NEW YORK – New statistics suggest that poverty and an obesity epidemic are contributing to stubborn mortality rates for pregnant women in New York City.
The city’s health department reported Friday that half of the 161 women who died because of a problem with their pregnancy between 2001 and 2005 were obese and a disproportionate number lacked health insurance.
Black women were hit hardest, with a mortality rate seven times that of white women.
The study was performed as part of an effort by health officials to understand why pregnancy mortality rates in New York City are among the worst in the U.S.
The report released Friday doesn’t solve the mystery, but it confirms worries health practitioners have had in recent years about a steady rise in the number of pregnant women who are morbidly obese and chronically unhealthy because of it.
The deaths recorded by the city occurred due to a variety of causes, but the leading culprits were blood clots, uncontrolled bleeding, infections and illnesses related to high-blood-pressure – all conditions more likely to occur in fat women.
“What we are seeing is a significant increase in the number of women with these problems who are getting pregnant,” said Dr. Jo Boufford, president of the New York Academy of Medicine, which hosted a conference on maternal mortality in conjunction with the release of the report.
The obesity problem, she said, has been more severe in the city’s black neighborhoods, where cheap junk food is plentiful, but greengrocers and nice places to exercise can be scarce.
While deaths are rare, New York City’s rate of 23.1 per every 100,000 live births is twice the national average.
That rate has changed little in New York or the nation since 1990 after dropping dramatically in previous decades due to improvements in medical care.
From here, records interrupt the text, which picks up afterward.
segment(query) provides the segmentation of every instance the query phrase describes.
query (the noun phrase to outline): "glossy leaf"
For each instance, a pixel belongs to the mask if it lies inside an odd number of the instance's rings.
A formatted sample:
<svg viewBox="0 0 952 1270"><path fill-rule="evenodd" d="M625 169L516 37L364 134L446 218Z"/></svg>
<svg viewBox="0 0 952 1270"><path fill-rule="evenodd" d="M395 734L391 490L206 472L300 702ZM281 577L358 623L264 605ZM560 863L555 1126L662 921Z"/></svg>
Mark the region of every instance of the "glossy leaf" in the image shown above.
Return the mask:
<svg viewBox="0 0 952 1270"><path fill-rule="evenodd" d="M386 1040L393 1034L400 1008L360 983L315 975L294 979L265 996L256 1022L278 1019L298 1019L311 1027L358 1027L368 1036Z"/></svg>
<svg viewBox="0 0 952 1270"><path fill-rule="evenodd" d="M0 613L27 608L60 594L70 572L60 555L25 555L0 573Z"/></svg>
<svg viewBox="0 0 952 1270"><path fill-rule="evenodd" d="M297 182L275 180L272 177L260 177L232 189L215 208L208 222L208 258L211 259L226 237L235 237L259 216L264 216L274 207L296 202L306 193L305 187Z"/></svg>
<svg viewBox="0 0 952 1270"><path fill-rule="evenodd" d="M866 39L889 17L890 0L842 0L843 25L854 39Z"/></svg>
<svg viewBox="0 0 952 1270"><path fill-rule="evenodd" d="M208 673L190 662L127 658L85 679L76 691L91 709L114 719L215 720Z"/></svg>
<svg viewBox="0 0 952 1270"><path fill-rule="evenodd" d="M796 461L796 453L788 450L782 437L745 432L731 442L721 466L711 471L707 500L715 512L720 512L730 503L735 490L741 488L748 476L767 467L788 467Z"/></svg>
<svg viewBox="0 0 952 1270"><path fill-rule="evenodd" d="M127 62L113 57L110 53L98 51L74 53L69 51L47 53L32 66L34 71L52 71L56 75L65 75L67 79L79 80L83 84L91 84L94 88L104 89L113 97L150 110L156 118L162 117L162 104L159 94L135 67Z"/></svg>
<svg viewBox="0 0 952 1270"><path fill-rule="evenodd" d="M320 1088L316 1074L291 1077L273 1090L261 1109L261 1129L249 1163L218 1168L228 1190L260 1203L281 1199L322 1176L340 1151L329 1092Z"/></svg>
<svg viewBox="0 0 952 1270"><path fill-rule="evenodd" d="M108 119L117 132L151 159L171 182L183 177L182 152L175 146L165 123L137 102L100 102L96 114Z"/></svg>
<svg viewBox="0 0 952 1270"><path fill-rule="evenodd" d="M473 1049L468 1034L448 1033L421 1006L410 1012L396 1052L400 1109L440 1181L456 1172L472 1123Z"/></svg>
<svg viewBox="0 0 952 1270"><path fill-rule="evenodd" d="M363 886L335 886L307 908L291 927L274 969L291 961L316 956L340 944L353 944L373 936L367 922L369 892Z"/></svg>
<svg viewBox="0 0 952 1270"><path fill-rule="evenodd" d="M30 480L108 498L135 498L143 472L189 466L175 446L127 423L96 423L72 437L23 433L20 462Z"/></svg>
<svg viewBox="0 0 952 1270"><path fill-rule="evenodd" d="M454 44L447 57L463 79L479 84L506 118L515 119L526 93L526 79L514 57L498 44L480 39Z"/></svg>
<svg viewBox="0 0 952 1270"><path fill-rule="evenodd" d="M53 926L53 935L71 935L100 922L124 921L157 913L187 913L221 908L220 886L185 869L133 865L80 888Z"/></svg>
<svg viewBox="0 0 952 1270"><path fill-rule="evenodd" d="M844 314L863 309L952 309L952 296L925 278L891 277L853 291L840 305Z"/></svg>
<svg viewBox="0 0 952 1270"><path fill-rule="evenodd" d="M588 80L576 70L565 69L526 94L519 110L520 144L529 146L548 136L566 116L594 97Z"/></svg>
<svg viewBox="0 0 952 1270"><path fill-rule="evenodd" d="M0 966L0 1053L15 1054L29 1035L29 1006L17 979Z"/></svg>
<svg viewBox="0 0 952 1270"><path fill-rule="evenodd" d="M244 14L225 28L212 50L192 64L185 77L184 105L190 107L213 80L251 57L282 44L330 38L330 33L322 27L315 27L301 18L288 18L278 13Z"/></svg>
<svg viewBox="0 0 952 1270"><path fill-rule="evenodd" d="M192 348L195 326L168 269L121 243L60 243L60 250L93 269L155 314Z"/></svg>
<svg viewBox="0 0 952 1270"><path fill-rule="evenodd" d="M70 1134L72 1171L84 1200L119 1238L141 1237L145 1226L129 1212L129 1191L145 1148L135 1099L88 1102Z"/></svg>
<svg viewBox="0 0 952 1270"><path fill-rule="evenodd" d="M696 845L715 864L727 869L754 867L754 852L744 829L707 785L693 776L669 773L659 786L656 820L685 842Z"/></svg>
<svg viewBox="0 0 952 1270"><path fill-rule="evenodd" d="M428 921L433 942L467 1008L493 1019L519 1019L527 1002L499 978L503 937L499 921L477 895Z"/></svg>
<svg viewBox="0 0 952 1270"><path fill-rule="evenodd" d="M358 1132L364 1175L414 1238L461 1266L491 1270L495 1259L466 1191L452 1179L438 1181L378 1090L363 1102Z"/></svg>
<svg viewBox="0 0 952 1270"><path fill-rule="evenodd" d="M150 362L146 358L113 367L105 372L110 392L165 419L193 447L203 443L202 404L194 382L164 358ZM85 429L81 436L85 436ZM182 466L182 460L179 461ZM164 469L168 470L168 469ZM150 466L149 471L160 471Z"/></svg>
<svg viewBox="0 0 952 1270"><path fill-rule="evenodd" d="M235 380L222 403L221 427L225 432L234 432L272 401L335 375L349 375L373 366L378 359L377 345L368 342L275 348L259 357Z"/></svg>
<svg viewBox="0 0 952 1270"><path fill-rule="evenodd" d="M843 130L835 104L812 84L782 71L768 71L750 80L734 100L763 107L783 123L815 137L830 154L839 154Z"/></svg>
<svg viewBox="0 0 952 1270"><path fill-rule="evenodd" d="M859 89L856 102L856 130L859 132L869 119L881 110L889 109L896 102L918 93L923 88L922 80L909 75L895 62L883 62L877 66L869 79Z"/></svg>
In 1920, the national rate was a frightening 799 maternal deaths for every 100,000 live births.
Scientists have long been concerned with the great disparity in death rates between blacks and whites, which is mirrored in national data collected by the U.S. Centers for Disease Control and Prevention.
Four out of five deaths recorded in New York involved women who had undergone a Caesarean section, a surgical procedure now performed in about a third of all U.S. deliveries.
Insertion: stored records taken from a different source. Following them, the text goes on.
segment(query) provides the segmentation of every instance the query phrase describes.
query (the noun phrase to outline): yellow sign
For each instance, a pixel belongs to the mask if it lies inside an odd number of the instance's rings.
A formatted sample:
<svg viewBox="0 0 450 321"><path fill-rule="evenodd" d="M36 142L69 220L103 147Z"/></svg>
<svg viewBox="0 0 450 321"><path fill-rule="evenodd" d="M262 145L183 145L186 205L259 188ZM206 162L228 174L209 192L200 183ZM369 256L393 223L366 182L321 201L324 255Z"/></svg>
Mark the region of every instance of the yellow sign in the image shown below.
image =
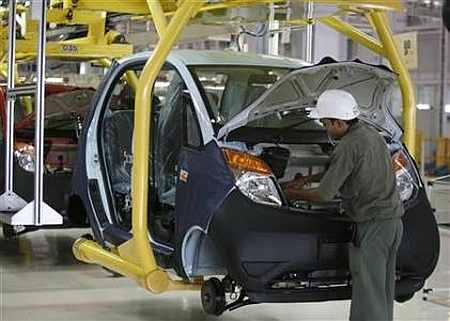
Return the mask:
<svg viewBox="0 0 450 321"><path fill-rule="evenodd" d="M395 42L400 55L408 69L417 69L419 58L417 52L417 32L408 32L395 35Z"/></svg>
C-sections place women at additional risk of serious complications, and for many years health officials successfully persuaded hospitals to do fewer of them, but that trend reversed itself in the mid-1990s and they are now more common that ever.
Health officials also examined how people were paying for their care, and found that people with no health insurance had quadruple the mortality rate of women who had private insurance or were unrolled in Medicaid, the government health care program for the very poor.
Boufford said she was hopeful that health insurance reforms recently passed by Congress will help erase that disparity.